Les outils proposés ici sous la forme d’une typologie du paratexte, procèdent d’une double ambition : repérer, classer et nommer, d’abord, ce qui apparaît à l’écran lors de l’affichage d’un document numérique ; esquisser ensuite les sens induits par la coprésence de ces éléments. On le constate, la perspective est donc plus sémiotique qu’ergonomique : il ne s’agit pas de prendre le parti du créateur et de l’aider à produire des documents utilisables, mais d’abord de catégoriser ce qui s’affiche à l’écran à un moment donné et est susceptible de faire sens pour le lecteur.

Un choix et un postulat sous-tendent ce travail ; choix de s’en tenir à une perspective purement, strictement synchronique : on n’ignore pas que l’affichage du document numérique est le plus souvent précédé d’une errance, d’une recherche, d’un parcours, et que ce parcours informe le texte à venir en créant notamment un horizon d’attente ; on ne méconnaît pas la dimension diégétique du cheminement à travers pages et sites, on n’en mésestime pas l’importance sémiotique… Afin de limiter le propos, on n’en tiendra pas compte présentement, et on se limitera à ce qui advient, à un moment donné, sur l’écran.

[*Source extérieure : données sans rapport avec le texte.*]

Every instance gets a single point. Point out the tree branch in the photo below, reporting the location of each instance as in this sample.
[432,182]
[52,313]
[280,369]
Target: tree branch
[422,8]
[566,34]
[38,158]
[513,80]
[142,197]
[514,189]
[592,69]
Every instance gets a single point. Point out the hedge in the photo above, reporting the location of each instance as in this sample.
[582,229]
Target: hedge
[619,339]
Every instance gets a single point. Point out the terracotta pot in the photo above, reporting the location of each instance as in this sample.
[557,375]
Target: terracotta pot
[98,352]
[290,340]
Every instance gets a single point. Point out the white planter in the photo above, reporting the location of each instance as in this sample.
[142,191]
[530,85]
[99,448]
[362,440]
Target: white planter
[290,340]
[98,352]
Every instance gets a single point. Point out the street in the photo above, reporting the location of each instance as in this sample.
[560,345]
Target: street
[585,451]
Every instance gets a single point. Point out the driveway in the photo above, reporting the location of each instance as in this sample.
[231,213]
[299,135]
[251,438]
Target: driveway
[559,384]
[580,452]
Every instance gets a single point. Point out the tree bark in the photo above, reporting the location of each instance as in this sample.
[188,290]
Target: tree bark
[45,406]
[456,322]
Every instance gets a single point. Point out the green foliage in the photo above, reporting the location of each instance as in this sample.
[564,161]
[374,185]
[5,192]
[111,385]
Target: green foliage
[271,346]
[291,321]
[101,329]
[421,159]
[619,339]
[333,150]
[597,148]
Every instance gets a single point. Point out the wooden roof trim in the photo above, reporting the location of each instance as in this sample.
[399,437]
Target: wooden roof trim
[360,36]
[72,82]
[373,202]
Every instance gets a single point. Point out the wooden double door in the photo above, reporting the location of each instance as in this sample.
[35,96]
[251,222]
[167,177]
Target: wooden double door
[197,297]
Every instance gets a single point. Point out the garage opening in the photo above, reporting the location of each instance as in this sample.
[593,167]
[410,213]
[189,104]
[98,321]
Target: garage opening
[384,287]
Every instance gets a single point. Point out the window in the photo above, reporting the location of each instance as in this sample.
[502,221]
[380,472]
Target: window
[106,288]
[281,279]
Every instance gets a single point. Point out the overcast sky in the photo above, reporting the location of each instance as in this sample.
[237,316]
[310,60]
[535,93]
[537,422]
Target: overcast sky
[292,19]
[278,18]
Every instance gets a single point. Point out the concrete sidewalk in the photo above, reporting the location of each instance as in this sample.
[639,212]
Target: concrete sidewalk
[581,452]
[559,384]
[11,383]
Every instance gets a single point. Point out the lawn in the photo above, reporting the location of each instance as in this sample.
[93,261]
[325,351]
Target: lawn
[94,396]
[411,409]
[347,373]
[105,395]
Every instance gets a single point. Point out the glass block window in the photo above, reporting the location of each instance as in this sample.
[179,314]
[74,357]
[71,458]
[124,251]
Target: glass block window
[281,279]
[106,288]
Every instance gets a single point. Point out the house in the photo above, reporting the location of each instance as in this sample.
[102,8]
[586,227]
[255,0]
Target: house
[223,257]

On sait d’autre part, depuis Benvéniste (1966), que le sens du texte s’élabore dans une situation d’énonciation donnée : « Un magazine, nous rappelle Andréa Semprini (1996), mais ceci est vrai pour n’importe quel support médiatique et plus généralement pour toute forme de communication, ne se limite jamais à simplement exposer un contenu, ce qui est déjà en soi une première réduction, mais […] il instaure des rapports complexes avec ses destinataires, avec la matière textuelle et avec les instances qui l’ont engendré. Ces relations, que l’on regroupe habituellement sous l’étiquette de relations énonciatives, peuvent jouer un rôle important dans le façonnage du monde possible construit par le magazine. En définissant les conditions d’accès du lecteur à la matière textuelle, en précisant la position de celle-ci par rapport au monde "réel" et en attribuant aussi une position morale ou cognitive aux "auteurs" du magazine, les relations énonciatives arrivent parfois à "peser" plus lourd que le contenu dans la définition du monde possible proposé par un titre ». Précisons davantage. On peut distinguer trois éléments : le texte, le contexte (ce qui, en dehors du document affiché à l’écran, détermine les conditions de sa production et de sa réception) et le paratexte, défini provisoirement comme tout ce qui accompagne le texte à l’écran et qui est, de ce fait, susceptible d’en orienter la réception. On voit là poindre un postulat largement partagé par les conservateurs de musées, les maquettistes et les poètes : la coprésence d’éléments est génératrice de sens.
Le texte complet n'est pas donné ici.